Putting ourselves in another person's shoes, learning to empathize with the experiences of people we may otherwise judge, is a spiritual practice. It's not just a trite expression--it's a real exercise in refining perception and bestowing compassion. This practice is based in the Golden Rule, universal and timeless spiritual law.

We often find ourselves in disagreement with others, believing that others have wronged us. Sometimes we hurt others, and they hurt us. Conflict with others is one of our greatest causes of suffering. We waste countless moments of our life entangled in painful emotions and harmful actions resulting from our perceptions of being right when someone else is wrong. When we take some of that time and energy to examine ourselves and consider the position and needs of others, we begin to heal and transform our relationship patterns. 

In meditation, or in something less formal than meditation, simply taking a few minutes to concentrate on a conflict, we can imagine the perspective of our adversary, imagining we are that person or group, with their unique life experience and challenges. We can imagine why they want what they want and do what they do. We can imagine how it might feel to be in their situation. After imagining this, we can switch back to our perspective and bring new awareness into it. We can finally imagine the perspective of a loving parent who considers both parties equal and beloved, essentially imagining that our adversary is in fact our sibling. 

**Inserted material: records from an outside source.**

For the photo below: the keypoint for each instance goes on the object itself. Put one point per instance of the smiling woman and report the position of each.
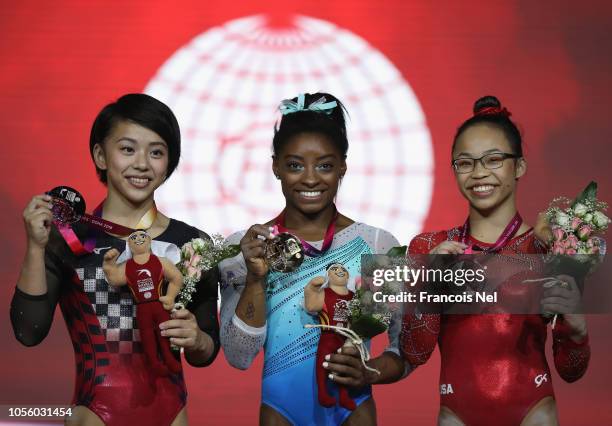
(500, 380)
(265, 309)
(135, 145)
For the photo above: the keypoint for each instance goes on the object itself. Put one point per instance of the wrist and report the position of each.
(254, 280)
(34, 249)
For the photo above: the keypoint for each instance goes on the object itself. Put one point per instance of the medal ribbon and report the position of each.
(309, 250)
(97, 224)
(504, 238)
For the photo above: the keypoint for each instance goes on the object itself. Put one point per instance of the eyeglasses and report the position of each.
(490, 161)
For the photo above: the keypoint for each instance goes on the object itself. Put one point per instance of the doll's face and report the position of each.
(139, 242)
(338, 275)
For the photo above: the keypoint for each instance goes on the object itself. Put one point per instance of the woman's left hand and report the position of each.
(346, 368)
(565, 299)
(183, 331)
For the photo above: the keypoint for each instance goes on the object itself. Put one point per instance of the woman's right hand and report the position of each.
(449, 247)
(253, 247)
(37, 219)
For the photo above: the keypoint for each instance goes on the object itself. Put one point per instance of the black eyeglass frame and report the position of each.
(505, 156)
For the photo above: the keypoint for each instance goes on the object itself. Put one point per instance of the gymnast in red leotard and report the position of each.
(493, 367)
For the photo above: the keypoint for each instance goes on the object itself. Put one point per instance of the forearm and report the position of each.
(571, 355)
(314, 298)
(391, 366)
(201, 355)
(32, 278)
(251, 307)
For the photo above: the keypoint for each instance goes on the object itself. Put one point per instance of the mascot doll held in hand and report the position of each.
(332, 305)
(144, 274)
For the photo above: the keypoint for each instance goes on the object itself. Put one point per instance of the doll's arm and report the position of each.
(174, 278)
(115, 273)
(314, 296)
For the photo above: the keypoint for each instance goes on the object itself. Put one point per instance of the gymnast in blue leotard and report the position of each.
(264, 309)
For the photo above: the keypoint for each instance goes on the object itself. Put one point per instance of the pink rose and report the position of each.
(192, 272)
(558, 233)
(558, 248)
(572, 241)
(575, 223)
(584, 232)
(195, 259)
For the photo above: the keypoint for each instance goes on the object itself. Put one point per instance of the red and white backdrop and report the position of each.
(408, 73)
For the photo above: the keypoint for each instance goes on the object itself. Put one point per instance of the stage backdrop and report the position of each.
(408, 73)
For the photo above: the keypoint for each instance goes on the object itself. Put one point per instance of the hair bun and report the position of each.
(486, 102)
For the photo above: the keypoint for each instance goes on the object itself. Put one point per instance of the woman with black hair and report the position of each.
(135, 146)
(493, 368)
(264, 309)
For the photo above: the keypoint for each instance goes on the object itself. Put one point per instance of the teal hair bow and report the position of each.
(288, 106)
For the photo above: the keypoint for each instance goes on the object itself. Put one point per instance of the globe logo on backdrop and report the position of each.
(225, 86)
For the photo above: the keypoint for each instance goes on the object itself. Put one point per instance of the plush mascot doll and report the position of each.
(144, 274)
(332, 304)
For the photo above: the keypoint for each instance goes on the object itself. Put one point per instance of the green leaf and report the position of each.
(367, 326)
(589, 193)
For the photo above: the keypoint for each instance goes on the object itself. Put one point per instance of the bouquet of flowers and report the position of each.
(199, 256)
(575, 225)
(369, 318)
(575, 249)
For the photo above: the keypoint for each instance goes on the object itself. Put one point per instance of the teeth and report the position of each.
(310, 193)
(139, 181)
(483, 188)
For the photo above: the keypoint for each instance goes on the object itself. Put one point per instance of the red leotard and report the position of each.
(493, 367)
(335, 312)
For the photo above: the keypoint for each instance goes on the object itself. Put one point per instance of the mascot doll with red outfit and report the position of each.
(144, 274)
(332, 304)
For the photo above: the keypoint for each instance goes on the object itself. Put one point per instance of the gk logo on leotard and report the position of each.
(446, 389)
(540, 378)
(144, 284)
(341, 311)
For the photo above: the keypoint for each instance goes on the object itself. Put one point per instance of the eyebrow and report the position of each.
(125, 138)
(488, 151)
(289, 156)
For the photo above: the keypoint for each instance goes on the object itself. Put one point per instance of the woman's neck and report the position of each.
(309, 225)
(488, 225)
(120, 210)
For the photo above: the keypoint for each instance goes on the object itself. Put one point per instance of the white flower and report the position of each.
(562, 219)
(198, 244)
(600, 220)
(580, 209)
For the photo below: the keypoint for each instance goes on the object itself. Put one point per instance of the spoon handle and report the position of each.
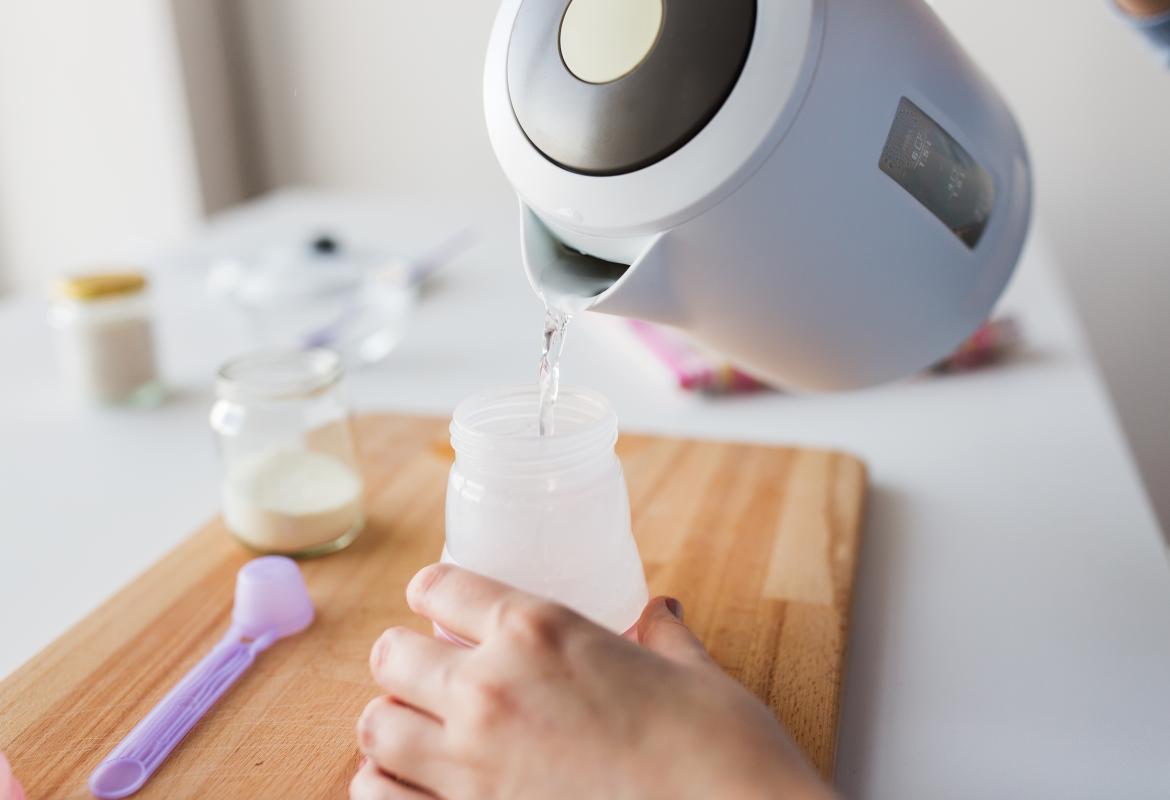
(136, 758)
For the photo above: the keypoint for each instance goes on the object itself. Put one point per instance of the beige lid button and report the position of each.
(605, 40)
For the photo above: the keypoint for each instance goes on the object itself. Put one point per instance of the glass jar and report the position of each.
(291, 483)
(105, 338)
(549, 515)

For a detailed meditation practice on seeing the other person as yourself, try the practice offered here.

Below is the original poem, Walk a Mile in His Moccasins. It was originally entitled, Judge Softly. 

Pray, don't find fault with the man that limps, 
Or stumbles along the road.
Unless you have worn the moccasins he wears, 
Or stumbled beneath the same load.

There may be tears in his soles that hurt
Though hidden away from view.
The burden he bears placed on your back
May cause you to stumble and fall, too.

Don't sneer at the man who is down today
Unless you have felt the same blow 
That caused his fall or felt the shame
That only the fallen know.

You may be strong, but still the blows
That were his, unknown to you in the same way,
May cause you to stagger and fall, too.

Don't be too harsh with the man that sins.
Or pelt him with words, or stone, or disdain.
Unless you are sure you have no sins of your own, 
And it's only wisdom and love that your heart contains.

For you know if the tempter's voice
Should whisper as soft to you,
As it did to him when he went astray,
It might cause you to falter, too.

Just walk a mile in his moccasins
Before you abuse, criticize and accuse.
If just for one hour, you could find a way
To see through his eyes, instead of your own muse.

I believe  you'd be surprised to see
That you've been blind and narrow minded, even unkind.
There are people on reservations and in the ghettos
Who have so little hope, and too much worry on their minds.

Brother, there but for the grace of God go you and I.
Just for a moment, slip into his mind and traditions
And see the world through his spirit and eyes
Before you cast a stone or falsely judge his conditions.

Remember to walk a mile in his moccasins
And remember the lessons of humanity taught to you by your elders.
We will be known forever by the tracks we leave
In other people's lives, our kindnesses and generosity.

Take the time to walk a mile in his moccasins.